Dass Games mittlerweile einen sehr hohen gesellschaftlichen Stellenwert einnehmen, zeige das enorme Besucherinteresse im Rahmen der Spielemesse. Im Zusammenhang mit dem Thema Games sei es aber besonders wichtig, nicht nur die wirtschaftliche Seite zu sehen, sondern man müsse auch die konkreten Auswirkungen auf das einzelne Individuum beleuchten. "Die Politik muss sich für alle Aspekte dieses Phänomens interessieren und Chancen genauso erkennen wie Risiken", so Krautscheid.

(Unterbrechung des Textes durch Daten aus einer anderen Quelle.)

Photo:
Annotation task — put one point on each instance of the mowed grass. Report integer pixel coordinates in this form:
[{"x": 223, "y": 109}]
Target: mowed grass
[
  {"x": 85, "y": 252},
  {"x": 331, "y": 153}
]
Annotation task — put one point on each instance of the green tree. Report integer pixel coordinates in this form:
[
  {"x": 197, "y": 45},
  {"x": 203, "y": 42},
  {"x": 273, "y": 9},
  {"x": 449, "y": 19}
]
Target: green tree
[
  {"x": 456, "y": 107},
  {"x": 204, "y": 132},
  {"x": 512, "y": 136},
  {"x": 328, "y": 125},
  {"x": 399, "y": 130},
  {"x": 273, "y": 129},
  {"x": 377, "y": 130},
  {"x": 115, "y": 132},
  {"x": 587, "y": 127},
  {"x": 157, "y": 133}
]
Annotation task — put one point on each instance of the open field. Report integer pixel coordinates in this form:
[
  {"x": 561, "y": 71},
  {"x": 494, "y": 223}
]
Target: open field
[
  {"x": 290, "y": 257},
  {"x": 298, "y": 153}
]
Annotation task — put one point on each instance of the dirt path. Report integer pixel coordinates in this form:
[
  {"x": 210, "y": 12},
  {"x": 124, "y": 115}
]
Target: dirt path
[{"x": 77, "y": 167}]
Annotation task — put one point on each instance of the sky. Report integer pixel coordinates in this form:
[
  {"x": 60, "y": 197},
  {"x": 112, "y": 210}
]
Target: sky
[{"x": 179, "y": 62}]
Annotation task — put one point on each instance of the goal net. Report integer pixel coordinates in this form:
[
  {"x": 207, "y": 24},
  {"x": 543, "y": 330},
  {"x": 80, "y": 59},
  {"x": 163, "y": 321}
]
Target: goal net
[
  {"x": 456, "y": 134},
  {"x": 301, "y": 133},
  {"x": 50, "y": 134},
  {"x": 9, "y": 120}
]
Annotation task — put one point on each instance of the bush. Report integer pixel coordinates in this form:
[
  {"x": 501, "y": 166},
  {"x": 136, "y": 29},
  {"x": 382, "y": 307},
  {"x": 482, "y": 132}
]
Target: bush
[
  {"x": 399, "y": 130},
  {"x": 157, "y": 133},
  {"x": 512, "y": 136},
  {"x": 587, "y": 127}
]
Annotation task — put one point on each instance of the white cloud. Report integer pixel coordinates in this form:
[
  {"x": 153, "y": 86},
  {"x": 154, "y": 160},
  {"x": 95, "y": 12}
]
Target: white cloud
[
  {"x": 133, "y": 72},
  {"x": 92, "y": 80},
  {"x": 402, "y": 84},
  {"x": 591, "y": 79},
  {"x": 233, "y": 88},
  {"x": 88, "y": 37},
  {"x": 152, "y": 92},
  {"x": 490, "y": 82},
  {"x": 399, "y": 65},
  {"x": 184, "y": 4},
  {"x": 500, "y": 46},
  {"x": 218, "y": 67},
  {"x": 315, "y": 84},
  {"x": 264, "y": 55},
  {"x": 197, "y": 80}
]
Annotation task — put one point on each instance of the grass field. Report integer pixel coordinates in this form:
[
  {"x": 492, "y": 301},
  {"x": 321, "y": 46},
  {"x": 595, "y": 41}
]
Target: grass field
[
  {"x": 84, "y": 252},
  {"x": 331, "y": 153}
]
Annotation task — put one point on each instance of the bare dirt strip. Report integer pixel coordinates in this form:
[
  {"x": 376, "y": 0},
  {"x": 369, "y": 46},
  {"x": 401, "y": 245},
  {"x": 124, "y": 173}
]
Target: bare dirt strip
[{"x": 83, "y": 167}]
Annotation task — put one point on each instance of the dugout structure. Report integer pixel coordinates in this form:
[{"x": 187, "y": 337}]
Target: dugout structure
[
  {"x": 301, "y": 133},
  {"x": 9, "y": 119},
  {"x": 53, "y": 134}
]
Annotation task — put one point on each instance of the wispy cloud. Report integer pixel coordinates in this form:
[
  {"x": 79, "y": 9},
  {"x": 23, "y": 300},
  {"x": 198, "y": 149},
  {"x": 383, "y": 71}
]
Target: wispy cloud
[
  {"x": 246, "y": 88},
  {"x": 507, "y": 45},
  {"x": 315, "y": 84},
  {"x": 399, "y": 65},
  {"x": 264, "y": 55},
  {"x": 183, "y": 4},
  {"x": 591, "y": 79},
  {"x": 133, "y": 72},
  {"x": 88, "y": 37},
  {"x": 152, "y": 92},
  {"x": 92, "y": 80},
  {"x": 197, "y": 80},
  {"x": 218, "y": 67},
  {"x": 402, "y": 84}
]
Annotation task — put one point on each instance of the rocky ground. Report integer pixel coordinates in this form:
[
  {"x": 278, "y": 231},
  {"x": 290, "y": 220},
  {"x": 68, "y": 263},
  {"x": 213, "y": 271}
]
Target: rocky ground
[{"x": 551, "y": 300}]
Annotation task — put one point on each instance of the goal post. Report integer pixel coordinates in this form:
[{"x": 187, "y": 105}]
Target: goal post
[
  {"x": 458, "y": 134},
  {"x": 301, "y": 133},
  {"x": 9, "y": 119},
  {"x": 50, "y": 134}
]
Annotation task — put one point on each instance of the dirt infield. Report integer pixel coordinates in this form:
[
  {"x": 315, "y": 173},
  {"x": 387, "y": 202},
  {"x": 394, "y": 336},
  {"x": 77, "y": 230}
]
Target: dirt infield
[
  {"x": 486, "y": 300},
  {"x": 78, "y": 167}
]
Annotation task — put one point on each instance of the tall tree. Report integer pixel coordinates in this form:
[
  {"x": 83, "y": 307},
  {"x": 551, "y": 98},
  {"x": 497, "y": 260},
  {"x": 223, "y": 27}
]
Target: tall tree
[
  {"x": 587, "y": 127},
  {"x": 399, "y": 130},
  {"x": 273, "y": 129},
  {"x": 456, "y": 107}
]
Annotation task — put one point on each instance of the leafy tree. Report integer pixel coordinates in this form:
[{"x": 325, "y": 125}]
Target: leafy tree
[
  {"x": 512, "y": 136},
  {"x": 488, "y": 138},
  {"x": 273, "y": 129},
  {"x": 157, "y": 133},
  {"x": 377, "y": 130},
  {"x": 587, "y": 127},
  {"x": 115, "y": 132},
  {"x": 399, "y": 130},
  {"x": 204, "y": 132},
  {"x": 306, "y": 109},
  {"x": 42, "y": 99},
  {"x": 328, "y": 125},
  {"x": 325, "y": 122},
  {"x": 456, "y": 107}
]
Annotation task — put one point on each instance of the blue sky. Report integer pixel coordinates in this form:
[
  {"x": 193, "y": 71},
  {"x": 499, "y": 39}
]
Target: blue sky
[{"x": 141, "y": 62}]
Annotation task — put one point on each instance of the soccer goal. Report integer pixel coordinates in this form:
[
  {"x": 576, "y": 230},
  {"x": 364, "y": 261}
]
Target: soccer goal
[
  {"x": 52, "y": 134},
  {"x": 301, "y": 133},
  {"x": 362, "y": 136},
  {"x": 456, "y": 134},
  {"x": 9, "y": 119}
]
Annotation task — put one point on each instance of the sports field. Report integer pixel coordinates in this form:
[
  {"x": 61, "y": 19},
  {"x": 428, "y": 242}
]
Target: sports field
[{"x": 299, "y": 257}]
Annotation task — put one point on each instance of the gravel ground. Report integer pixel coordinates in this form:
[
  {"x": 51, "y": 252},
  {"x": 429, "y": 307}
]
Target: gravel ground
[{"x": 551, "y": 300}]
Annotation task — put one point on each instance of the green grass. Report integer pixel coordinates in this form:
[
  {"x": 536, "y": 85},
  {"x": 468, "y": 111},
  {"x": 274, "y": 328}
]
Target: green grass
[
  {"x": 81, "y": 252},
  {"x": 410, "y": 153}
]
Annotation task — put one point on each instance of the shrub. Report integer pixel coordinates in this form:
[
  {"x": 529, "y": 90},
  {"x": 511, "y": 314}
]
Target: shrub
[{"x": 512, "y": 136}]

Schattenseiten wie Spielesucht und für Jugendliche ungeeignete Gewaltinhalte seien aber allzu oft das bestimmende Diskussionsthema. "Was wir brauchen, ist eine differenzierte öffentliche Debatte. Die tragischen Ereignisse von Winnenden haben deutlich gezeigt, dass es in den Reihen der deutschen Politiker eine große Verunsicherung in Bezug auf Games gibt. Aus Unsicherheit heraus wird dabei allzu oft mit einem blinden Beißreflex reagiert und das Verbot von 'Killerspielen' gefordert", betont Krautscheid. Das Problem sei, dass viele sich überschnell zu Dingen äußerten, von denen sie selbst gar keine Ahnung hätten. "Wer eine sinnvolle Jugendpolitik betreiben will, sollte sich nicht nur theoretisch mit Games auseinandersetzen, sondern sich auch praktisch mit diesen beschäftigen", fordert Krautscheid. Auch Thomas Krüger, Präsident der Bundeszentrale für politische Bildung, sieht hier ein großes Problem gegeben. "Die ältere Generation muss die Berührung mit diesem neuen Medium suchen. Ein positives Beispiel hierfür sind etwa Eltern-Lan-Partys, die als Aufklärungsmodell sehr gut funktionieren und auf die Partizipation aller Beteiligten setzen", ergänzt Krüger.